De ma colocation, tout est à peu près à 30 mins en transport en commun. Partir à 19h45 d'ici pour être à 20h chez Eugène me semble un peu compliqué.
– Il ne faut jamais arriver à l'heure à une soirée.
– Ah bon, pourquoi ?
– Parce qu'après, tu es obligée de taper la bise à tout le monde. Alors que si tu arrives quand tout le monde est là, tu as juste à faire un salut général.
Cette fois-ci, c'est à moi de lâcher un « oh ». C'est vrai que cette idée ne m'avait jamais traversé l'esprit.
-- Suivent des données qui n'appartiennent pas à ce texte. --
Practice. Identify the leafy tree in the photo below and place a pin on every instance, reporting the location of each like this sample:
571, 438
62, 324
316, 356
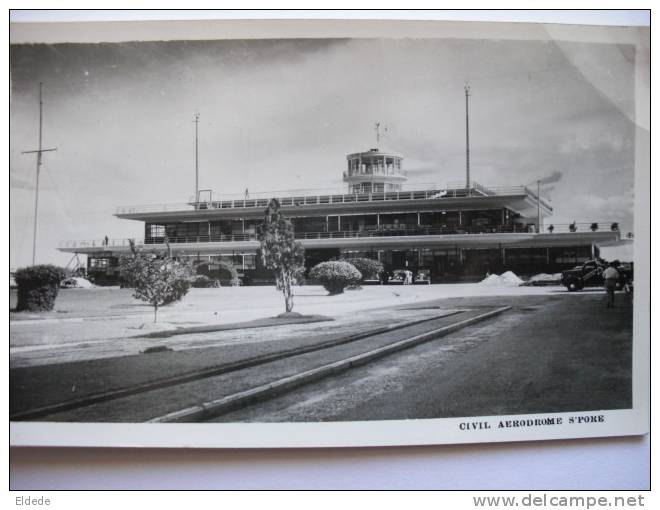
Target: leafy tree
158, 280
280, 251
Mais, une nouvelle question vient se précipiter sur le bout de mes lèvres, ne me laissant pas le temps de me réjouir de cette découverte :
– Et, il faut s'habiller comment ?
– Sois toi-même !
Je grimace :
– Ça veut dire ?
– Habille toi comme si tu venais en cours, on s'en fiche de ta tenue.
Dans un dernier recours pour m'éviter de croiser Victor à l'appartement, je tente :
– Tu ne veux pas qu'on se prépare ensemble ?
– Toi, tu essayes d'éviter le coloc sexy.
Je garde le silence. Pourquoi est-ce qu'elle lit en moi comme dans un livre ouvert ?
– Vous êtes toujours en froid à cause de moi ?
Je secoue la tête.
– Ce n'est pas à cause de toi, Chana. Au contraire, vous êtes d'accord au sujet de monsieur Dubois et de son comportement déplacé.
Et ce n'est pas vraiment non plus à cause de ça que j'évite Victor. Seulement, je sais que si j'explique tout à Chana, elle va tirer des plans sur la comète et je n'ai pas besoin de ça.
– Je viens dans 30 mins t'aider à choisir une tenue et après, on va manger un truc ensemble ?
– Encore merci Chana.
– Allez, sors tes options, j'arrive et arrête de dire « merci » à tout va !
Je n'ai rien le temps de rajouter et surtout pas le « merci » qui me brûle les lèvres. Entre la peste et le choléra, j'ai fait mon choix et je ne suis toujours pas sûre que ce soit le bon.